# Random Sig Work



## chA1nBull3t (Jun 18, 2009)

These are just a compilation of sig art I've made over time for myself and for others. I'm trying to move onto another style though as most of my sig's look too similar xD. Any critique or constructive criticism? A lot of these I still use for my main signature though. (They just get randomly selected from a sig rotator).



























One problem with these is that most of them don't have a distinct focal point cause I have hundreds of light sources.. but meh. I kinda like things shiny but I guess that's a problem with me then lol.



...and so what if a lot of it is based on SSBB >>'


----------



## Goli (Jun 18, 2009)

Oooo
They look really good, my fav. is the one with Fox and Falco it looks so... cool 
	

	
	
		
		

		
		
	


	




 !
Though I've never understood why people love putting photoshopped flashy pics with their respective nickname or some other line as a "signature".


----------



## IOwnAndPwnU (Jun 25, 2009)

These are cool!

lol, the Game and Watch one is a bit random.

The last one is the coolest though!


----------



## Splych (Jun 26, 2009)

Who's that Energy Bullet person?

I like the last one... Gunman.

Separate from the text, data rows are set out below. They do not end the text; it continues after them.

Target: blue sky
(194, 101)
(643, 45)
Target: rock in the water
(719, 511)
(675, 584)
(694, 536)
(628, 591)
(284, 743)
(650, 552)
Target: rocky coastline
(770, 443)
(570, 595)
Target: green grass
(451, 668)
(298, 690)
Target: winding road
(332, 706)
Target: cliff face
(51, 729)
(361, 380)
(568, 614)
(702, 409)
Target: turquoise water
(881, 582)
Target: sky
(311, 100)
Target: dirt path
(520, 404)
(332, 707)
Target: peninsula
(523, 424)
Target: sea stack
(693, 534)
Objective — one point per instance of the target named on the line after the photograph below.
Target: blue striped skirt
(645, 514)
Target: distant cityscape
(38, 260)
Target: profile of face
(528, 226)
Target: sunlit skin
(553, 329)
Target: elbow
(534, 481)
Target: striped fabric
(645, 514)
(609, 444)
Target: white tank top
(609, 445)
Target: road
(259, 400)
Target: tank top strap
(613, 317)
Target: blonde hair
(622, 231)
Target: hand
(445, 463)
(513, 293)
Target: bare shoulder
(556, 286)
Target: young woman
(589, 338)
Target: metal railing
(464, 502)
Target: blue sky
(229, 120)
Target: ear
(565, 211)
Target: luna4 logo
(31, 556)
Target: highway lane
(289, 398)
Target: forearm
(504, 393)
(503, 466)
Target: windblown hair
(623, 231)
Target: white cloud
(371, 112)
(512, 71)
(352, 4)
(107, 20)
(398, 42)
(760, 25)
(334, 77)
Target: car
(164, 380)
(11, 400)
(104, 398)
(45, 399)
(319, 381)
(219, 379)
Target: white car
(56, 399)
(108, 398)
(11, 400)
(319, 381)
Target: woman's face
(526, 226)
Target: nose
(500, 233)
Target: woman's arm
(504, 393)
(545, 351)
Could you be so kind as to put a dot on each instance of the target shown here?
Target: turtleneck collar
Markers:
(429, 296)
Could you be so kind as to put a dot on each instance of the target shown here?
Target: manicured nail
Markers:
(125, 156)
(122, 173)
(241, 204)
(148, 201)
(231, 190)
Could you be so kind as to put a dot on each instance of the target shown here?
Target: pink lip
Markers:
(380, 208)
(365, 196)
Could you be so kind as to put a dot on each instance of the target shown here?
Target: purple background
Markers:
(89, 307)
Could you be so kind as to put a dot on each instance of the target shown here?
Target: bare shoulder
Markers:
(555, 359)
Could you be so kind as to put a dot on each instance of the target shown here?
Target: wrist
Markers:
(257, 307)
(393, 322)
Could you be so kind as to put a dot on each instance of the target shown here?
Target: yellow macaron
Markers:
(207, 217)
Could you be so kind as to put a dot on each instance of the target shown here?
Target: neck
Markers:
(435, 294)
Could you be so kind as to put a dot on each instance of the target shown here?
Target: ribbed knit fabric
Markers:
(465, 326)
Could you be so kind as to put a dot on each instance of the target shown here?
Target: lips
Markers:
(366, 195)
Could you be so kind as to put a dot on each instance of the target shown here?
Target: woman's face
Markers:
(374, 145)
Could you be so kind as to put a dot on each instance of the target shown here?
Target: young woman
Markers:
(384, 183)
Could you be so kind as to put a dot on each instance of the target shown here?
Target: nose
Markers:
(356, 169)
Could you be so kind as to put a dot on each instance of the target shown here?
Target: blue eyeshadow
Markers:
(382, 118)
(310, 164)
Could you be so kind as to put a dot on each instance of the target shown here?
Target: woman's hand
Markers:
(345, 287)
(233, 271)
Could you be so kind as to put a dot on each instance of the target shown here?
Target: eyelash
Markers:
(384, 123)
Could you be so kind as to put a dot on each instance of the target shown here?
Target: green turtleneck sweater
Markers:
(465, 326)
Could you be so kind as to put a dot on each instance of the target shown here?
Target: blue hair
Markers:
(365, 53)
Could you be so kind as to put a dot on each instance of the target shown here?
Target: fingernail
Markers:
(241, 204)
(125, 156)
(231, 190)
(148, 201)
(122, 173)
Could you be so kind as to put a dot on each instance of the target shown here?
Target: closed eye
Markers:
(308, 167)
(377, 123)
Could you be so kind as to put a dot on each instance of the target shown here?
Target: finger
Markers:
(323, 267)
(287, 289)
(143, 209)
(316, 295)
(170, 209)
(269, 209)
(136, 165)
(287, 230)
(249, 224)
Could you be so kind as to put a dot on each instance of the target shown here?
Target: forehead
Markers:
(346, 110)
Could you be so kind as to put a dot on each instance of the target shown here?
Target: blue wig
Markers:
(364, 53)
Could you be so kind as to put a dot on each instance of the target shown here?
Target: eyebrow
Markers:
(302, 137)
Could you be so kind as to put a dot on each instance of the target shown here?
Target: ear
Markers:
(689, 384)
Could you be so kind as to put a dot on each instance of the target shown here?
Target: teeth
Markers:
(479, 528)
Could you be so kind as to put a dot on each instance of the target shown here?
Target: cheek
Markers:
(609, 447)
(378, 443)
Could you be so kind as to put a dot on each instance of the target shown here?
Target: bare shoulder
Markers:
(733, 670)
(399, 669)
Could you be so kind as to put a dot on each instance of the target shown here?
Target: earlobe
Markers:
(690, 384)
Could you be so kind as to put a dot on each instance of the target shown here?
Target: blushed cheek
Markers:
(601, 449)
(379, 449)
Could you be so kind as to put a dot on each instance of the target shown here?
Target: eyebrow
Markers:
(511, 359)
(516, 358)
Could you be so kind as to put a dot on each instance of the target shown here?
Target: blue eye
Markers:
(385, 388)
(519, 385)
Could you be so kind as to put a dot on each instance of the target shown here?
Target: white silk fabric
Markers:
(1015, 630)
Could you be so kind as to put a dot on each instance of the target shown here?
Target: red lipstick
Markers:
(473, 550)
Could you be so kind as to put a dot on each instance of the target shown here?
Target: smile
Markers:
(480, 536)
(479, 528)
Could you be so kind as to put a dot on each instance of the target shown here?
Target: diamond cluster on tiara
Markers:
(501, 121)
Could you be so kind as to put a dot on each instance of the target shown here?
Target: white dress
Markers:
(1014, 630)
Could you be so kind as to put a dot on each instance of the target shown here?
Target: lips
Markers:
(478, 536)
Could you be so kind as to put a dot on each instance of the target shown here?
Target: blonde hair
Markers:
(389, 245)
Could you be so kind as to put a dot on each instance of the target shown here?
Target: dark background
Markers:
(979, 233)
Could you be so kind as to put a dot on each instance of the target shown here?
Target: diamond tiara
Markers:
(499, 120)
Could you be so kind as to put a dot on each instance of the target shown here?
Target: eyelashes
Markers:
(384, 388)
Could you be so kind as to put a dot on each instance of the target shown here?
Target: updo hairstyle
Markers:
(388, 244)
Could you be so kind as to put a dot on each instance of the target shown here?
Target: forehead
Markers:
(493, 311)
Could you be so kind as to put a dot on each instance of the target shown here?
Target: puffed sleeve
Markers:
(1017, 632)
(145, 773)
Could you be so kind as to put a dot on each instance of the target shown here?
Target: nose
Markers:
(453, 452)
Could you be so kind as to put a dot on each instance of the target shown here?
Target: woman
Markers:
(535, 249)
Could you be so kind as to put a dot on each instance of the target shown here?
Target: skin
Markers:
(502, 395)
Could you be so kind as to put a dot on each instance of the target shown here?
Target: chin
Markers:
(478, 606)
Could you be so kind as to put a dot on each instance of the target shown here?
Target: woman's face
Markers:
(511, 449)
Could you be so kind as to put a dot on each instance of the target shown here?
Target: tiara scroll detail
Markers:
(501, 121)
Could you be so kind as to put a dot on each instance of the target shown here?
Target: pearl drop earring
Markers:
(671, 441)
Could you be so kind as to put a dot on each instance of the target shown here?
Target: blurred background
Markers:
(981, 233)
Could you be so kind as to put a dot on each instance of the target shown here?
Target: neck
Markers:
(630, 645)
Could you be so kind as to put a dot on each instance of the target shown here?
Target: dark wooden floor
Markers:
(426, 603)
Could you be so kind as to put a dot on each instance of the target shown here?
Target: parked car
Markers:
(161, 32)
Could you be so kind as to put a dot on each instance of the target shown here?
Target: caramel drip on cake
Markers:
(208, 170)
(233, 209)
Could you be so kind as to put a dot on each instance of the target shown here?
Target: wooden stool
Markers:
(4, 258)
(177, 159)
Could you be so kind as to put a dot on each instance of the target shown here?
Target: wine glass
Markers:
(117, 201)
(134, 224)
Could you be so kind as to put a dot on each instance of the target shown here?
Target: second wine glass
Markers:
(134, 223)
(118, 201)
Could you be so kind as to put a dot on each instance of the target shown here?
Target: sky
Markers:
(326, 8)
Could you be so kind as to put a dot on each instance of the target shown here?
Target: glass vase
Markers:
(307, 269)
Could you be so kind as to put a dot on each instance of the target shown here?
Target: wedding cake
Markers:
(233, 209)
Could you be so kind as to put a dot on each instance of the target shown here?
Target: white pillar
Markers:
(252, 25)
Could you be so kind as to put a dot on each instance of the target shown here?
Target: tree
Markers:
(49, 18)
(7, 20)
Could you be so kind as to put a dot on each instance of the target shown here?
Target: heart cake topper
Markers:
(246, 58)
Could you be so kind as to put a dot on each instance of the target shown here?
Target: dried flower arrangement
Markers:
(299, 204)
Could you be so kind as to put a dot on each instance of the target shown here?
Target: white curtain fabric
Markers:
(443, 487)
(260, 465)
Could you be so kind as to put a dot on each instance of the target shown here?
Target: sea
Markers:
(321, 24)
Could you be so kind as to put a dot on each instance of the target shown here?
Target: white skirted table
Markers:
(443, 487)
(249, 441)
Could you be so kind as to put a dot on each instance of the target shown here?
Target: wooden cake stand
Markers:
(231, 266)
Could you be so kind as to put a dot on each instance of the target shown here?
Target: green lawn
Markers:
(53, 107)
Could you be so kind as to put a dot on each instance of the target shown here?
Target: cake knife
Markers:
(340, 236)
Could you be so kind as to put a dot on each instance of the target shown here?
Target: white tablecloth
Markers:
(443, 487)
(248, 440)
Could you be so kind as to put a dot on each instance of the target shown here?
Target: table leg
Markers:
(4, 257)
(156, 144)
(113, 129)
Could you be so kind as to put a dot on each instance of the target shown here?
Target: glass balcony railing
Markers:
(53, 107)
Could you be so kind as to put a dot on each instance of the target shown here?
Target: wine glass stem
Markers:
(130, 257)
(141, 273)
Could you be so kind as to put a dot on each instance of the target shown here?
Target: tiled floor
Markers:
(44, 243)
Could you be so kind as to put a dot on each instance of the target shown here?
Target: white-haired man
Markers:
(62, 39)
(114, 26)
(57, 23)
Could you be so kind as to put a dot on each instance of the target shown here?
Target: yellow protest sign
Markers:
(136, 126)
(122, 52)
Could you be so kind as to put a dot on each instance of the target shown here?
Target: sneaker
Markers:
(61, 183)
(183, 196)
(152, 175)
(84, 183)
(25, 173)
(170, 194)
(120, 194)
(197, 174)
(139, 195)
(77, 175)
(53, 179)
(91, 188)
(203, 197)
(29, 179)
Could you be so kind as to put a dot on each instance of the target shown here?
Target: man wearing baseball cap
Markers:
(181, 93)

Power of Two. 

And Game&Watch looks like it ate one of those mushrooms and is growing xDD


----------



## chA1nBull3t (Jun 27, 2009)

xD Glad you guys appreciate it. And yeah, GnW does look like he's tripping on Mario's mushies lol.

As for the "Energy Bullet" thingy, I kinda messed up with the text but the name is just mine "chA1nBull3t" but being separated by a Keyword in the middle.


----------